Most recently, in December 2019, the Trump administration, along with the United States Department of Health and Human Services and the FDA, took a historic step in proposing a new rule that could allow certain prescription drugs to be imported from Canada to help reduce drug prices and improve access. Under the proposed rule, states, wholesalers or pharmacists could submit proposals to the FDA for the importation of certain prescription drugs that are approved in Canada and meet the conditions in an FDA-approved drug application. Eligible prescription drugs would have to be relabeled prior to importation and undergo testing for authenticity, quality, purity and potency. Notably, the proposals would have to demonstrate significant cost reductions to the American consumer in order to gain approval. Also, in December 2019, the FDA issued a draft guidance for the industry that describes procedures drug manufacturers can follow to import less expensive versions of their FDA-approved products that are manufactured abroad and authorized for sale outside the United States.

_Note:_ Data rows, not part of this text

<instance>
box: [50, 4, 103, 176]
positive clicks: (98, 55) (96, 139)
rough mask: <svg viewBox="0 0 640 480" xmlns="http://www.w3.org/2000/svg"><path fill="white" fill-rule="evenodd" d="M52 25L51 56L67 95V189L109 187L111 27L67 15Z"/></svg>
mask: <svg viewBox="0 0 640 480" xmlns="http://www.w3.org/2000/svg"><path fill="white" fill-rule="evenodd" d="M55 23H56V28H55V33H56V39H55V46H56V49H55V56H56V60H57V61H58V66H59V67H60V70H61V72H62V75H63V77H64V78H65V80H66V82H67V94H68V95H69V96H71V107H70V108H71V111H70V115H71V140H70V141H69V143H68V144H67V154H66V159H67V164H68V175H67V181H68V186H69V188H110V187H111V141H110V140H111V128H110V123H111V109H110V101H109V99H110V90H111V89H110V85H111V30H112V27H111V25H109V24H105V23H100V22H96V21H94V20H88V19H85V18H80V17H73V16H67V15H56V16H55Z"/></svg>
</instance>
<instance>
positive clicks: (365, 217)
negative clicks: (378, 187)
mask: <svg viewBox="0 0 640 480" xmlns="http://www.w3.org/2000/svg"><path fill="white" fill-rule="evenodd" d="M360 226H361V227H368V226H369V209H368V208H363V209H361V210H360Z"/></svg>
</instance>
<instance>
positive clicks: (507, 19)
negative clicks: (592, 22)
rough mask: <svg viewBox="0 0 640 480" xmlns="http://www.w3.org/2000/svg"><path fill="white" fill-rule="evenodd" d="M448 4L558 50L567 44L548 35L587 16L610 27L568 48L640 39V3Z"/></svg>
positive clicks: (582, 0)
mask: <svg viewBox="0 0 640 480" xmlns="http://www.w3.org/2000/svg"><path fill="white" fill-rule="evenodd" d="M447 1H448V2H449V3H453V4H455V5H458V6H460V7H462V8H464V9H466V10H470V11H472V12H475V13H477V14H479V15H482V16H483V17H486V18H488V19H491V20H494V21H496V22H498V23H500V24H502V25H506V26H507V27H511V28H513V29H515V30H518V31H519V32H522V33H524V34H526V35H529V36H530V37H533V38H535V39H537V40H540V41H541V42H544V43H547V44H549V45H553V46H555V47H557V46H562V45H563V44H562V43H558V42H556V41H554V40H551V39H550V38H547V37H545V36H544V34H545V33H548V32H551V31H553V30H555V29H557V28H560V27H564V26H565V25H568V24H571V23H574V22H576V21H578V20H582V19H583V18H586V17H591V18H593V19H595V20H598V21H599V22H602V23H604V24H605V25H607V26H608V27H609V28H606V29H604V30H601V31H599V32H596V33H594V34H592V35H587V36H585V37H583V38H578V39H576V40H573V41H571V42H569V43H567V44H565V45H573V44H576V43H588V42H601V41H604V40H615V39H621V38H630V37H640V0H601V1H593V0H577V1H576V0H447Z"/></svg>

Both the proposed rule and draft guidance are open for public comment, and interested parties should submit comments prior to the deadlines.
Even though federal prescription drug pricing legislation is uncertain for 2020, states are continuing to move forward to rein in drug prices and expand access. As of September 2019, 33 states had enacted a record 51 laws, according to the National Academy for State Health Policy. State drug pricing legislation primarily relates to (i) limiting “gag” rules by pharmacy benefit managers to prevent pharmacists from discussing pricing with customers; (ii) allowing importation of less expensive foreign prescription drugs; (iii) creating drug affordability boards; and (iv) increasing price transparency. We expect federal lawmakers will be watching state initiatives to discern where legislative compromise may lie.
The affordability of prescription drugs is a high priority among voters, lawmakers and the industry, and vigorous public debate is likely to remain unabated throughout 2020. We expect the executive branch to continue to advance programs that address rising health care costs and for Congress to look for areas for bipartisan compromise. Finally, the complexity of prescription drug pricing calls for clarity, creativity and education, especially with regard to the connections between drug pricing and innovation, the connection between high-priced specialty pharmaceuticals (such as gene and cellular therapies designed for small populations) and the potential for overall health care savings for patients and payers.